# A Very Big Thank You!!!!



## Brinkleysmom (Dec 17, 2005)

To all the members on here who came to Ryleys Run in Albany, thank you does not seem to cover it. Please know how much I appreciate you all taking the time to travel to Albany to support a good cause; but PLEASE, also know how much I appreciated all the help you gave to help make the event the success it was. Without you folks, on Friday night, I am not sure how much we would have done with all the goodie bags.
We avoided major disaster early that morning with the Univeristy throwing another graduation our way.
Meeting the new people and their fur babies who came, was great. I just wanted 
to say thank you and it was a pleasure meeting you all, and I truly hope you will be back next year. The time went by so fast. It seemed like we just said hello and then we were saying goodbye. You all made the weekend very memorable for me and its not something I will forget anytime soon.
A very special thanks to Kim for all her hard work in helping me getting the run up and running.
Another special thanks to Flamingo Sandy for doing the walk with Brinkley. I am so very sorry she did not want to stop this year along the route. LOL!!!!!
I also want to say a very big thank you to Angel Kody and her husband for bringing their hot air balloon up. The wind prevented us from having it go up. But just the thought of offering means so much. 
We have a lot of great members on this forum; and trust me when I tell you, I met alot of them this weekend. Thank you from the bottom of my heart. It means more than all of you will ever know.

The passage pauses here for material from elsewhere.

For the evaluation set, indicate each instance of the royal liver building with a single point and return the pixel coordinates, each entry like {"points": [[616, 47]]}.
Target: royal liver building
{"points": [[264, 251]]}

For those of you who took photos, I would like to ask your permission to use them on the website. Just email me or PM me if its okay. It may be a week or so before they get up there; but I really would like to use many of them. You all took some great shots. Thank you.


----------



## flamingo_sandy (Feb 26, 2007)

I had SUCH a great time! Everyone was so nice and it was so cool to finally meet so many forum members and their furkids. What an awesome weekend.

Donna, thank you SO much for everything. Not only all the blood sweat and tears that goes into organizing an event like this, but also for being such a wonderful host, tour guide, and friend. You're the best!

I'm going to email the pics I took to Donna and she can post them here and on the website. 

Ok, since I'm back in Illinois and Donna can't reach me to smack me in the back of the head, I feel safe in asking ... how many days until NEXT year's run? :curtain:


----------



## Faith's mommy (Feb 26, 2007)

Donna - thank YOU for all your work.

also - do you have contact names/emails for Nutro & Friehofer's? i want to email them to thank them as well (we all should).


----------



## Oaklys Dad (Dec 28, 2005)

And a BIG THANK YOU for all the hard work. It really was a smooth running event and very enjoyable to be a part of.


----------



## Angel_Kody (Feb 27, 2007)

Thank you Donna for putting your heart and soul into Ryley's Run! It was another fun weekend! As Sandy said...you are a wonderful host. Thank you for making everyone feel welcome including our friends who came just to help with the balloon. Even though it was a beautiful sunny day the high winds prevented us from tethering the balloon.  We can always try again next year! Once again...I was happy to participate in such a wonderful cause!


----------



## GoldenJoyx'stwo (Feb 25, 2007)

flamingo_sandy said:


> Ok, since I'm back in Illinois and Donna can't reach me to smack me in the back of the head, I feel safe in asking ... how many days until NEXT year's run? :curtain:


10 MINUTES!!!

You're welcome, Donna. Thank you for the guidance and lessons. You don't hesitate to share knowledge, and that is precious.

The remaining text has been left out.